Moving Past Jealousy

We have a great article up over at Fuel Your Photography. Great resource with daily articles-- go check them out. We have our September article that i never shared with you all. I hope you enjoy! :)

Moving Past Jealousy

Often we hear about a pseudo war: Seasoned Photographers vs. Incoming Newbies.

There are 2 sides to the issue: Those that are angry cameras are put into the hands of the masses, and those who are okay with the shifting market.

So many photographers who view themselves as successful yet not solidly so, see these new photographers coming into photography making mistakes just because they’re ignorant and no one’s told them otherwise. In fact some of the mistakes are ones the seasoned photographers made. Granted, there are many things new photographers can do, such as obtain a tax id, business license, charge sales tax, keep books and so on. But if they are genuinely doing their best to play by the rules, why are we trying to hit them before they’re even on their feet?

Do you want to know the secret? Whether they realize it or not, so many photographers are upset by these new photographers because…

…we are all jealous.

Now, not many photographers realize it—they may be angry, or upset, or bitter for some reason, but in the end, it comes down to jealousy, which is a manifestation of fear. We are jealous of the new-found talent, their passion for what we are burdened down about, at the continual praise they receive. Even if you yourself are quite new, you may look at other fellow newbies and see their “success” against the lack of yours.

Julia Cameron, in her book The Artist’s Way, covers a vast majority of topics, one of which is jealousy. “At its root, jealousy is a stingy emotion. It doesn’t allow for the abundance and multiplicity of the universe. Jealousy tells us there is room for only one—one poet, one painter, one whatever you dream of being.”

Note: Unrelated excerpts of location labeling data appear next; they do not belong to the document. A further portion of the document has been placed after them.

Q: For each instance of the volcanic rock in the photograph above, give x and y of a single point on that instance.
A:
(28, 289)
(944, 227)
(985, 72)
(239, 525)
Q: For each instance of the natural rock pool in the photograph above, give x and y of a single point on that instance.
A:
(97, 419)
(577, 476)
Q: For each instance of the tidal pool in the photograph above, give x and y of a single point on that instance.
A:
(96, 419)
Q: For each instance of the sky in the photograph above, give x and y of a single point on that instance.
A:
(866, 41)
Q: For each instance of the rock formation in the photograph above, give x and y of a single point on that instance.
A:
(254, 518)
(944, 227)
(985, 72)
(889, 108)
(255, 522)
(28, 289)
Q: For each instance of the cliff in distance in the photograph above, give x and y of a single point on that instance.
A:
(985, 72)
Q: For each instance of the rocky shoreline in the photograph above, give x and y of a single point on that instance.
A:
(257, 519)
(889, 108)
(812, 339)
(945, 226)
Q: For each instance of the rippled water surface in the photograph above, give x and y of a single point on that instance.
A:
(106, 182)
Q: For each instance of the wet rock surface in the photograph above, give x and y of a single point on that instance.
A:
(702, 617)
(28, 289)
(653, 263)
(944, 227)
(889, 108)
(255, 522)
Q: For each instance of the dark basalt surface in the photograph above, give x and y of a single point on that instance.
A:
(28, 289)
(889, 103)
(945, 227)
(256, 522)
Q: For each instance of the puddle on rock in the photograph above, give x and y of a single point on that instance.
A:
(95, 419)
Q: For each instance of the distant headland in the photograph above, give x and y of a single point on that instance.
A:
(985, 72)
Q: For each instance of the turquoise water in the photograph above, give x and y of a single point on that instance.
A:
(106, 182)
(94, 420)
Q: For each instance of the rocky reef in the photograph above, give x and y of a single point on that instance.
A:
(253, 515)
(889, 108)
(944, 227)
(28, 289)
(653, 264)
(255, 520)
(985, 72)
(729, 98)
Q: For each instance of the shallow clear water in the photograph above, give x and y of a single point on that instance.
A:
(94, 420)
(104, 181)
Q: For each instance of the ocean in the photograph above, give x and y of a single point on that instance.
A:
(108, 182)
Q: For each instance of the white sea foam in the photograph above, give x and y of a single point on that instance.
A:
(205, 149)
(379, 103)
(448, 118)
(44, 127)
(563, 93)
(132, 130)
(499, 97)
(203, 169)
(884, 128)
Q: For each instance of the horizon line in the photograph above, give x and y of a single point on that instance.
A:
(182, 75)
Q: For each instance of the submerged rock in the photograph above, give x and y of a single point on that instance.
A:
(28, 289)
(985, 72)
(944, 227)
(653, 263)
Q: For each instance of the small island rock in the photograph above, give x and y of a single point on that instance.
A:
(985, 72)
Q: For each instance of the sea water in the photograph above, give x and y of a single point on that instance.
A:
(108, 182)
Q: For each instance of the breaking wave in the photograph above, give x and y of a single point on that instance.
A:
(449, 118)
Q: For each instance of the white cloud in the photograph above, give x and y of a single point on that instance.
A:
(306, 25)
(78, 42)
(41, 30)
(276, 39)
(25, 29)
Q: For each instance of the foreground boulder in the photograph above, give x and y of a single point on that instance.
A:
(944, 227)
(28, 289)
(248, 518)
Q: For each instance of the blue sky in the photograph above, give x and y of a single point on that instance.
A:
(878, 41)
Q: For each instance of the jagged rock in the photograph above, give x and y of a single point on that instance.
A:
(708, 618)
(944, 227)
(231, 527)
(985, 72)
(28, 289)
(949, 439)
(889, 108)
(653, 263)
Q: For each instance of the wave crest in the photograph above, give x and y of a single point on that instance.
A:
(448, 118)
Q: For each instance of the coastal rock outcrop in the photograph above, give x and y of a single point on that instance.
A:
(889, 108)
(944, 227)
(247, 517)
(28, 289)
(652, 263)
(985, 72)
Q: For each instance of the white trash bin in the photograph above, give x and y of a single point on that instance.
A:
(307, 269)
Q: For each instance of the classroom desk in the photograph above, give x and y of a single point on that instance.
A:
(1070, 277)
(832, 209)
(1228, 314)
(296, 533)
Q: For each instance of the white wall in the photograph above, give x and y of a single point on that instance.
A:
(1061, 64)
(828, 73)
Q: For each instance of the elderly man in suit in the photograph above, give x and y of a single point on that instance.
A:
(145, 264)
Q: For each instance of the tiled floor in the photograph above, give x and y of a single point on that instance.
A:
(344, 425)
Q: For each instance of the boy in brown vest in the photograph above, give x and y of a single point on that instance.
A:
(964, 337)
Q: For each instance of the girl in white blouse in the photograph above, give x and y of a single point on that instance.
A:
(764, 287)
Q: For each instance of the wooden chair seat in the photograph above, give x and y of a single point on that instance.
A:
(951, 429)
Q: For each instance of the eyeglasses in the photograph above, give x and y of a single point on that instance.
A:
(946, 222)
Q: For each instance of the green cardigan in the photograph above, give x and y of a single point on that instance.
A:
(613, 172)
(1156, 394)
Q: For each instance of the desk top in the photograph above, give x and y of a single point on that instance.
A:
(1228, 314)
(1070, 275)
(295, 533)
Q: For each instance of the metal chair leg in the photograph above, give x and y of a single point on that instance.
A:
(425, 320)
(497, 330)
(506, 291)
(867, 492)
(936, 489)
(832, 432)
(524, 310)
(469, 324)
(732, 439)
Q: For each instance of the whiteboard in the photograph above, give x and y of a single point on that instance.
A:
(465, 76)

We see the immediate and lavish praise new photographers are getting from their friends and family, for photos that in our view aren’t even good. We foolishly think them getting praise for their journey is diminishing our ability to receive praise. They are receiving what we think we are deserving of.

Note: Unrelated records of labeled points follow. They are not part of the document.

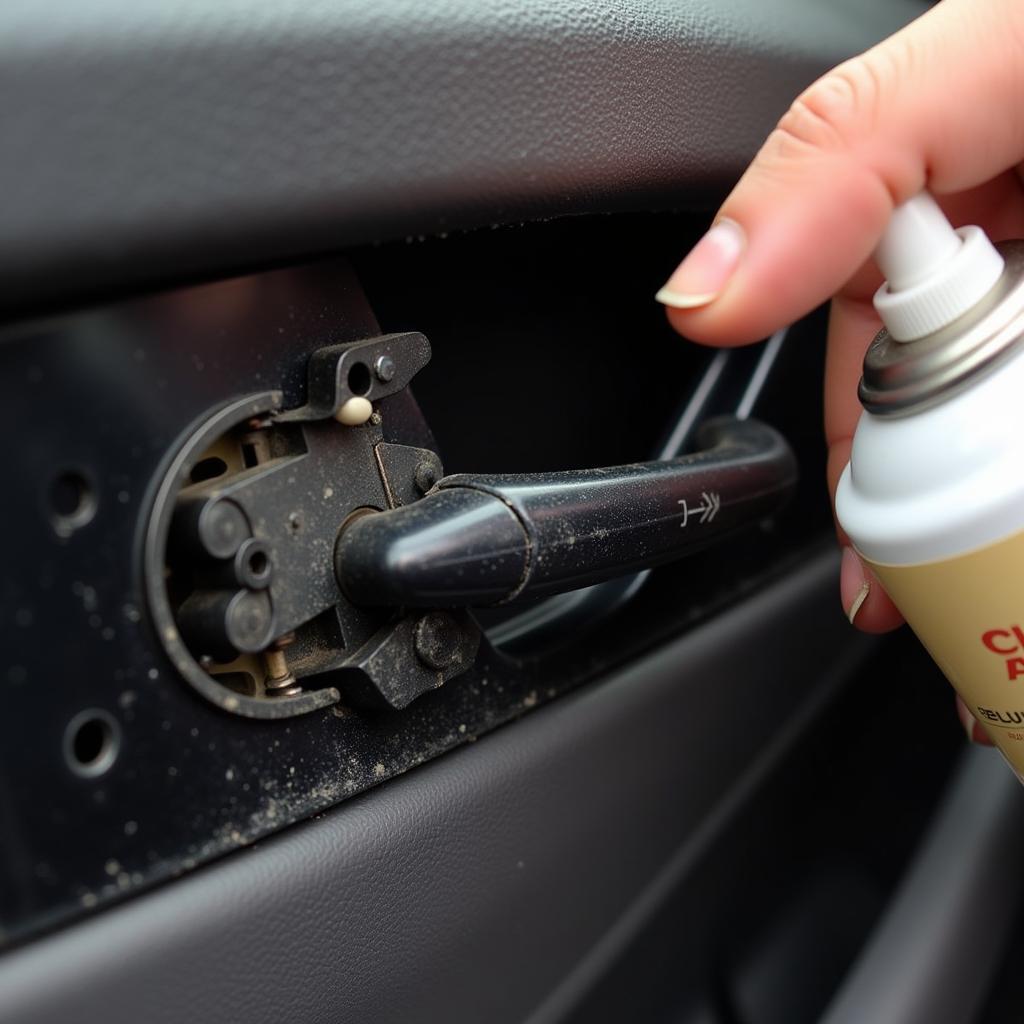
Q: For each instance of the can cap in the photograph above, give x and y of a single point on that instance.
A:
(934, 273)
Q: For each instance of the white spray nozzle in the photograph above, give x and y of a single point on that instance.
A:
(933, 273)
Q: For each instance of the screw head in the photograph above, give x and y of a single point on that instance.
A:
(249, 621)
(222, 527)
(384, 368)
(425, 476)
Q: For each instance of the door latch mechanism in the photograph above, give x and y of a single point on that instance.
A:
(298, 558)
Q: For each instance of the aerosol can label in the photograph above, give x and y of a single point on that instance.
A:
(969, 612)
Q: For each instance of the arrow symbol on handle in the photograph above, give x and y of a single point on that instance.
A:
(708, 509)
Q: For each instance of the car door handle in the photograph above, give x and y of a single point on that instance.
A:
(482, 540)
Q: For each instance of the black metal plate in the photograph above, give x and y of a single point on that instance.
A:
(109, 395)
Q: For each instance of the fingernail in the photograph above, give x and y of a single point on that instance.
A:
(707, 269)
(853, 584)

But jealousy is lethal, if not corrected. Jealousy is taking poison while waiting for the other person to die.

So what can we do?

Cameron suggests to make a Jealousy Map: turn that emotion into ACTION.

3 columns: who you are jealous of, why (be specific), and an action to move you forward to your goals and out of jealousy.

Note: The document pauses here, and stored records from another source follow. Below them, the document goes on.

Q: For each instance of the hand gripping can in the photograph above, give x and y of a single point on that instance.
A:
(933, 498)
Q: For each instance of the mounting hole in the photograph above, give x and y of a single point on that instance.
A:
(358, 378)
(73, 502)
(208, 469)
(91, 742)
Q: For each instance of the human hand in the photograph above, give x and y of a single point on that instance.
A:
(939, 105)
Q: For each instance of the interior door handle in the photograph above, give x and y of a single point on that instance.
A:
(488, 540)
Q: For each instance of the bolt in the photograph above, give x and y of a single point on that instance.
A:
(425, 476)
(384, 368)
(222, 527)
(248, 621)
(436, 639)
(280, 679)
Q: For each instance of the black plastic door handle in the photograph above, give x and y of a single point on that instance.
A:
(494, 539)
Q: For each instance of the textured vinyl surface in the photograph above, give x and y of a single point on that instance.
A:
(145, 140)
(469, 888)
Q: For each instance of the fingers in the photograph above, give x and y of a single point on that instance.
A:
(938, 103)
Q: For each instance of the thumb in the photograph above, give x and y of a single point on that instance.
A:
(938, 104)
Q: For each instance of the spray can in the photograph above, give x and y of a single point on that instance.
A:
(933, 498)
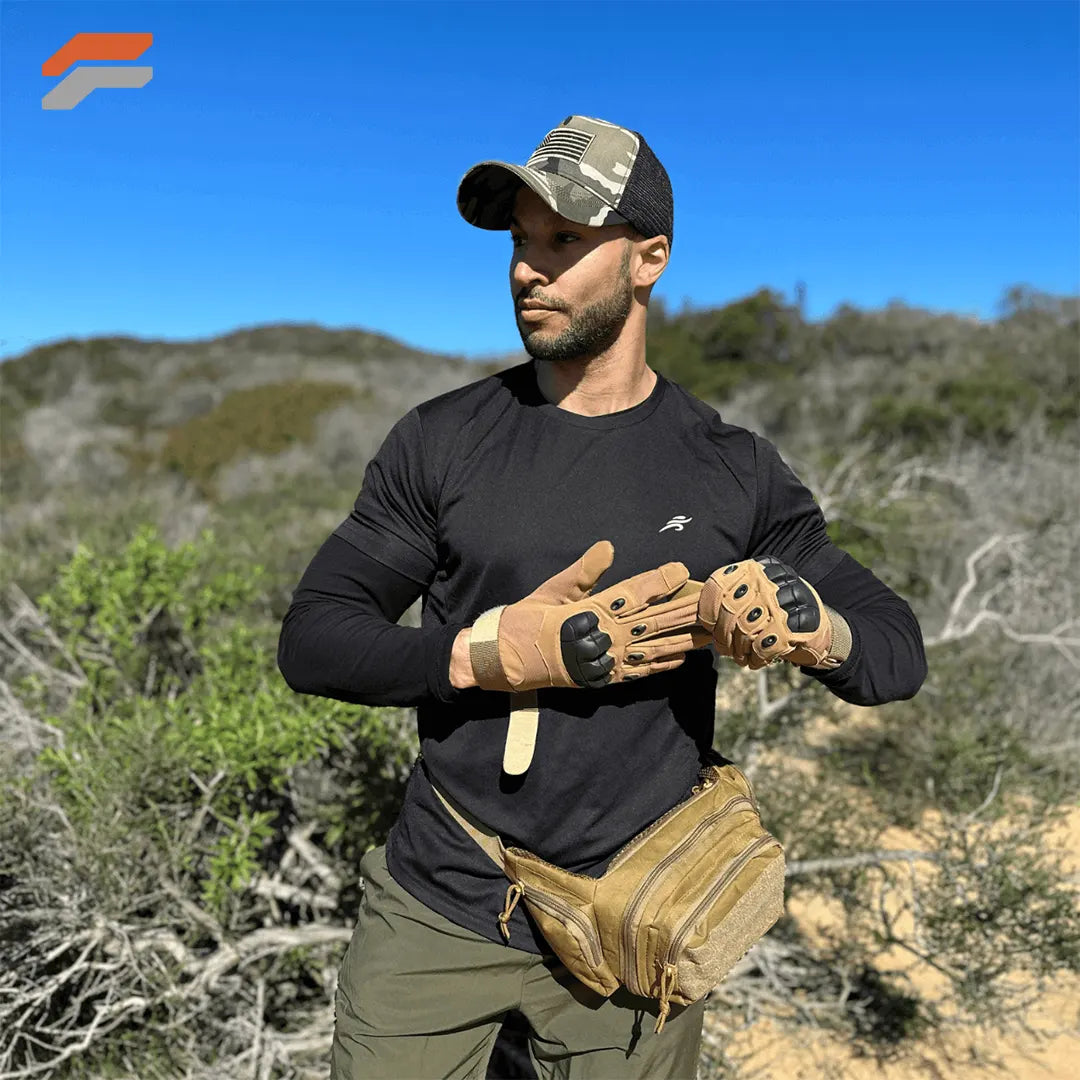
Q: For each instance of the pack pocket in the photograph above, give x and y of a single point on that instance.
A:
(570, 932)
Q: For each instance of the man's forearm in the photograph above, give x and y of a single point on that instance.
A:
(332, 650)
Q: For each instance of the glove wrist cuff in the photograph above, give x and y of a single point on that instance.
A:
(839, 647)
(484, 650)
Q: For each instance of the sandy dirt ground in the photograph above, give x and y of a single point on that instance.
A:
(767, 1052)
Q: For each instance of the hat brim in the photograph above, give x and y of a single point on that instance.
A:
(487, 191)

Make a plan of action to conquer that jealousy, and then get to WORK. You’ll be amazed how much time you spend worrying about what other people are doing, and if you just do a small list of tasks, the act of DOING solves your problems much faster than you ever imagined. In Julia Cameron’s words, “…action holds the key to our freedom.” There is power is getting out there and DOING specific things to drive you closer to your goal.

Rejoice in yourself, and let others have their successes. Someday you’ll get to a point where you can even be glad for them and their accomplishments. Their success won’t feel like a threat to you. Besides, aren’t we here for the enjoyment of photography in the first place?

1 comment:

HaileyzComet said...

Very good article! I think it's something every profession deals with yet for some reason it's on overload in the photography community!